Steve Agg, Chief Executive, The Chartered Institute of Logistics and Transport

"Education, training and development are the keys to our future. Employers like RH Freight need to invest in young people and, for example, bring them in on apprenticeships. You can start learning logistics skills before the age of 21 [when LGV licences become available] by working in administration, inventory management and planning, transport scheduling, management and customer service. Who better to teach these skills than good employers in tandem with accredited training providers?

"In the case of drivers, the cost of obtaining licences is significant, so RH Freight could fund individuals and allow costs to disperse over time. This could appeal to men and women, especially if the working week can be adapted to suit family life.

"Government and industry bodies must work together and invest money in our people in order to improve the image and status of logistics in society."

Peter Coghlan, Safety Director, TDG (Logistics Firm)

"An ageing workforce is an issue for the entire industry: there's a shortage of new entrants into mechanical engineering and transport management, as well as driving. It's a symptom of the educational system in the UK, and the move away from traditional apprenticeships, as well as many of the specific issues that Mr Baxter mentions.

"A problem on this scale can't be solved by any one company, but we can't just sit there and do nothing. TDG has put in place a number of initiatives that are beginning to bear fruit. One is the mini-apprenticeship scheme we have for would-be drivers. It is run in partnership with driving agencies, and enables young people to train for their HGV [heavy goods vehicle] licences, then spend time learning about our products and practices. If they are successful on the scheme, they have the option to join us as full-time drivers."

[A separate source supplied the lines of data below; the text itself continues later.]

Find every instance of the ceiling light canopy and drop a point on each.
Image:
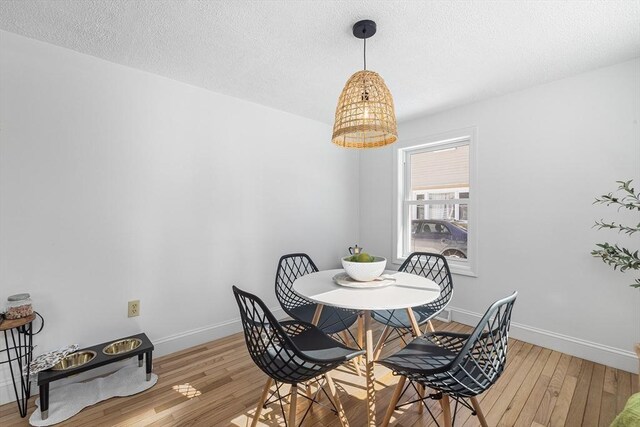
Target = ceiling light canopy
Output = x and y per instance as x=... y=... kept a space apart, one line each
x=365 y=116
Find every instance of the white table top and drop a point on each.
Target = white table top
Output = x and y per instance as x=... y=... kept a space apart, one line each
x=409 y=290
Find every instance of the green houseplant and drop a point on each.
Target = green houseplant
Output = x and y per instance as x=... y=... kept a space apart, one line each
x=624 y=198
x=622 y=258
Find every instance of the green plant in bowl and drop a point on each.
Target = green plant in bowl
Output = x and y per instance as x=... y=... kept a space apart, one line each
x=362 y=257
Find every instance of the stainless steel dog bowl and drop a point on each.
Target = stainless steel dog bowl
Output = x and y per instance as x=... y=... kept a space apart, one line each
x=122 y=346
x=74 y=360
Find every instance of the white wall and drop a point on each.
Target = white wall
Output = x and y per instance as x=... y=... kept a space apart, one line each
x=116 y=184
x=543 y=155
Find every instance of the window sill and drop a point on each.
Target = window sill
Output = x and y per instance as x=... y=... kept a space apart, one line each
x=456 y=268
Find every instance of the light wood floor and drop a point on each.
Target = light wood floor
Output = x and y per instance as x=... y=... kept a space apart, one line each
x=217 y=384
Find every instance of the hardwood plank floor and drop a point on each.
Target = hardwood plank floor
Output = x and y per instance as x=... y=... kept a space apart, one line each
x=217 y=384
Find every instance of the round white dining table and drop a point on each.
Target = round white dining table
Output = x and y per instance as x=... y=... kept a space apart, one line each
x=405 y=291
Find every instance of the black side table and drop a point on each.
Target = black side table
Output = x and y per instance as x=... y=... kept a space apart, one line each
x=19 y=351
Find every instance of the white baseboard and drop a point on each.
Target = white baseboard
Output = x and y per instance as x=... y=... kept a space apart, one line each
x=625 y=360
x=163 y=346
x=606 y=355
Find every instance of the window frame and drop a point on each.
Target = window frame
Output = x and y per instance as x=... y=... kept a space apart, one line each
x=402 y=177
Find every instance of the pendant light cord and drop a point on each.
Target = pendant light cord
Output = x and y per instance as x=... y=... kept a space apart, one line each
x=365 y=54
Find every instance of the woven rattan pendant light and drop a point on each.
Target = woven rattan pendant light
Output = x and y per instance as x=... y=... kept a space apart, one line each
x=365 y=117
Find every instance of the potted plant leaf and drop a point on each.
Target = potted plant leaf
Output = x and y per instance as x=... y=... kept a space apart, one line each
x=625 y=198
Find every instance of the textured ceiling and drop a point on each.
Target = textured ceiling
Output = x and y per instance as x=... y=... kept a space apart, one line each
x=297 y=55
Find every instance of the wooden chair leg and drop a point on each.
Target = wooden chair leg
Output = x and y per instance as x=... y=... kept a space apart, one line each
x=476 y=407
x=429 y=327
x=356 y=364
x=394 y=401
x=307 y=389
x=385 y=334
x=446 y=410
x=263 y=398
x=293 y=406
x=333 y=393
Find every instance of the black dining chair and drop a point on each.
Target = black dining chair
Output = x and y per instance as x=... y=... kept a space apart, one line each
x=433 y=267
x=460 y=366
x=290 y=352
x=332 y=320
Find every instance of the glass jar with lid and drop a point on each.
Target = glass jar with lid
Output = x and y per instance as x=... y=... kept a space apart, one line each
x=18 y=306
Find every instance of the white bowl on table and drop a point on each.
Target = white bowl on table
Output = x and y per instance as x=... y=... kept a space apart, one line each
x=364 y=271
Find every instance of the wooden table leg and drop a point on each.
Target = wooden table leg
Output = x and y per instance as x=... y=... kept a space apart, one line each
x=414 y=323
x=371 y=391
x=360 y=333
x=316 y=315
x=417 y=333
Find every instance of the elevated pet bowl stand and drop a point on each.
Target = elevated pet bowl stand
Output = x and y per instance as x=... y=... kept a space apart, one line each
x=45 y=378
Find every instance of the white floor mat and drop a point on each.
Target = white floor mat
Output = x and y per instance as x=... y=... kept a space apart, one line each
x=68 y=400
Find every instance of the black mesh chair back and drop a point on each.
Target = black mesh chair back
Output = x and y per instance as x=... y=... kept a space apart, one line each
x=456 y=365
x=290 y=352
x=430 y=266
x=433 y=267
x=268 y=344
x=483 y=357
x=462 y=365
x=290 y=268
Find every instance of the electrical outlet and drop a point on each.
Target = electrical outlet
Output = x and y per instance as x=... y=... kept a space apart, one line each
x=134 y=308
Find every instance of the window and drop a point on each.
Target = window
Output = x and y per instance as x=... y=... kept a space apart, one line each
x=435 y=192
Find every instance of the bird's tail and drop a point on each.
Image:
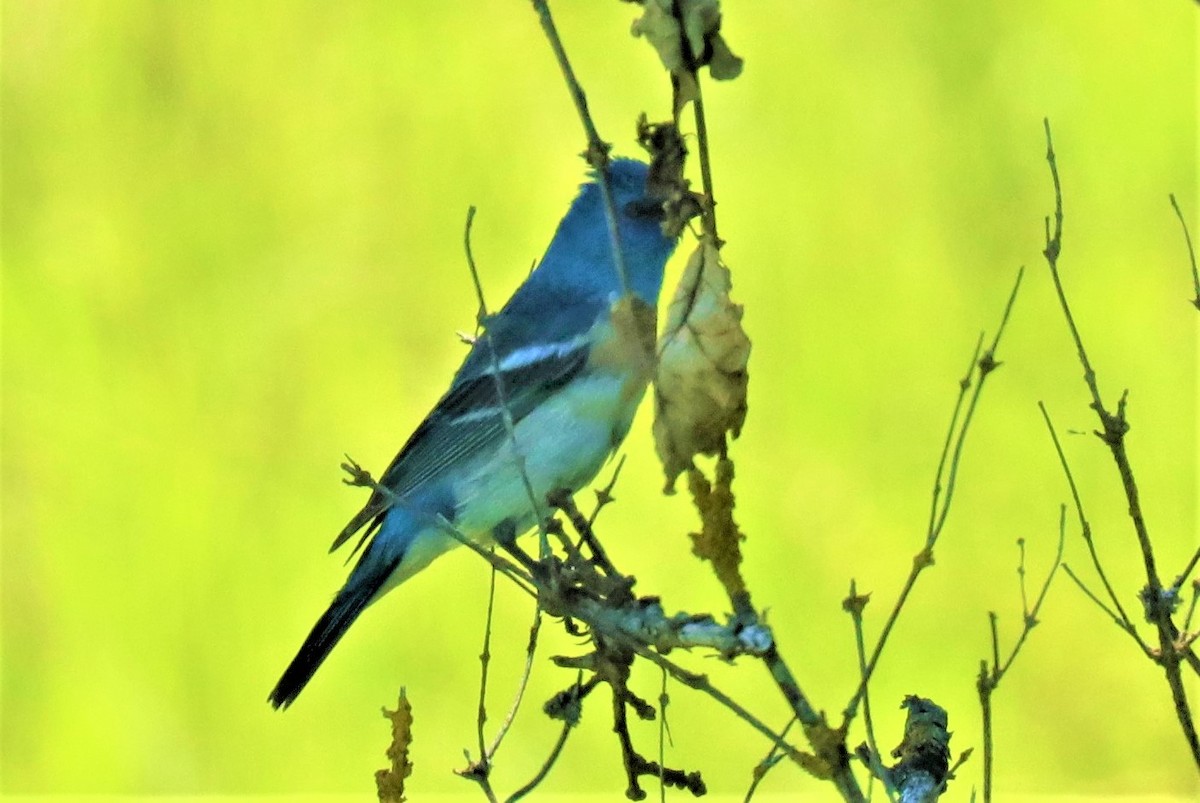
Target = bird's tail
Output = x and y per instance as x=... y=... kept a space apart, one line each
x=349 y=603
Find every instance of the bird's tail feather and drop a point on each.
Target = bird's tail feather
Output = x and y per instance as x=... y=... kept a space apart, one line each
x=325 y=634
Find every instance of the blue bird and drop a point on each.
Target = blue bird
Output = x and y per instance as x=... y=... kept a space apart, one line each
x=573 y=375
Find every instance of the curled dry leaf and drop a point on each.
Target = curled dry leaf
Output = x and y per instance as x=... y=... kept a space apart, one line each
x=700 y=385
x=688 y=41
x=390 y=783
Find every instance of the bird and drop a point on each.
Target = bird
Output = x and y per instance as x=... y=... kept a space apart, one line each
x=573 y=372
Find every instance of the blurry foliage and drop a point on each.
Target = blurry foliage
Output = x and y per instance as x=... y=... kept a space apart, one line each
x=220 y=219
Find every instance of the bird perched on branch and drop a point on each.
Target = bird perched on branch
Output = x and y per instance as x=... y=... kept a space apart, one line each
x=568 y=359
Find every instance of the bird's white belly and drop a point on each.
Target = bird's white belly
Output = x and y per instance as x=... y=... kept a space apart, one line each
x=562 y=444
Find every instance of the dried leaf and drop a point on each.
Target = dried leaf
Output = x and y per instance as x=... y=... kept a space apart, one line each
x=390 y=783
x=700 y=31
x=700 y=385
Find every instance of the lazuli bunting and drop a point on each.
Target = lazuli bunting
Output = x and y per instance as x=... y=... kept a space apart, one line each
x=573 y=375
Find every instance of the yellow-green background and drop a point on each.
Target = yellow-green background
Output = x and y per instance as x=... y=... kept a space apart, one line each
x=232 y=251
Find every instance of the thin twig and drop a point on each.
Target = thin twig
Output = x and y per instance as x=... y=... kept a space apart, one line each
x=502 y=396
x=522 y=684
x=1187 y=570
x=480 y=769
x=1192 y=253
x=768 y=762
x=546 y=765
x=855 y=605
x=598 y=150
x=948 y=466
x=989 y=678
x=1114 y=426
x=706 y=171
x=1097 y=600
x=1085 y=527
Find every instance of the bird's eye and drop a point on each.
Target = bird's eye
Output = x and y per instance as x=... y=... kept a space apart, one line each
x=646 y=208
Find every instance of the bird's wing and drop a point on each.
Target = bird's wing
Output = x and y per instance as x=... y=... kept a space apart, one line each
x=469 y=419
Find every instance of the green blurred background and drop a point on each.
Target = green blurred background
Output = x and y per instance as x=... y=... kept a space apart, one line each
x=232 y=251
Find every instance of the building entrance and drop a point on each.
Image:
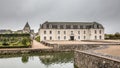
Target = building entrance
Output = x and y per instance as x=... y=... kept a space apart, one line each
x=71 y=37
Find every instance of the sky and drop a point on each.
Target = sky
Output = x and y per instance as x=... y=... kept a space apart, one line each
x=15 y=13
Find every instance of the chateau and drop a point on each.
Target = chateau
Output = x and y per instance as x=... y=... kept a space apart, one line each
x=26 y=29
x=71 y=31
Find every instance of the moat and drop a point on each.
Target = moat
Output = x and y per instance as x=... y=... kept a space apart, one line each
x=38 y=60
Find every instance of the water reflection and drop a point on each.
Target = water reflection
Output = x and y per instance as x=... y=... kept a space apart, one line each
x=41 y=60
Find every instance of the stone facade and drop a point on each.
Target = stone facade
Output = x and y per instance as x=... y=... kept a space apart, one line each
x=71 y=31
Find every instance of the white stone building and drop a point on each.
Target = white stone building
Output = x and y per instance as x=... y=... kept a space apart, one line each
x=71 y=31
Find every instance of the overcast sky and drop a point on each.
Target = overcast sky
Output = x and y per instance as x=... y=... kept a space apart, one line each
x=15 y=13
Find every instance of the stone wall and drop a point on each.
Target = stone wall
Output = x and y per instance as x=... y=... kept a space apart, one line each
x=84 y=59
x=72 y=47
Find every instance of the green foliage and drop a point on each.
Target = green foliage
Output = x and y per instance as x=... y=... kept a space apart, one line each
x=25 y=58
x=37 y=38
x=26 y=41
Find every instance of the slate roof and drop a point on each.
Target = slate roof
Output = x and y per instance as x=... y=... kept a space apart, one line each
x=71 y=25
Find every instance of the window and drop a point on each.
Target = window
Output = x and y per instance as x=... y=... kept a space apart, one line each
x=78 y=32
x=50 y=38
x=95 y=37
x=68 y=26
x=64 y=32
x=100 y=32
x=58 y=32
x=100 y=37
x=58 y=37
x=44 y=32
x=50 y=32
x=71 y=32
x=84 y=37
x=95 y=32
x=84 y=32
x=64 y=37
x=61 y=27
x=54 y=26
x=45 y=38
x=78 y=37
x=75 y=26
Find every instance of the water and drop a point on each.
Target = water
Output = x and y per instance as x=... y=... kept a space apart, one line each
x=41 y=60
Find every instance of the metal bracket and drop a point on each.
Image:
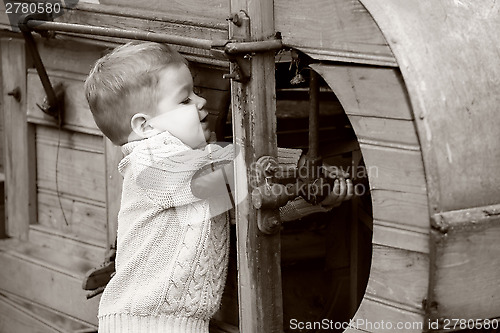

Ian Hetherington, Chief Executive, Skills For Logistics

"Mr Baxter mentions his struggle to recruit younger people, so I'd suggest he considers joining our Young Driver scheme. This enables companies to employ people aged between 16 and 21 and give them access to training for their LGV licence - a great incentive for school leavers keen to get on the road. We've also run a women-only training scheme in Scotland, which RH Freight could consider adopting.

"Speaking to schools, colleges and careers advisory services is also important, and an area where more support from employers would be welcome. Some firms have found that linking up with local schools to run interactive open days works well. It's vital that we, as an industry, make ourselves relevant to people of all ages and from all communities."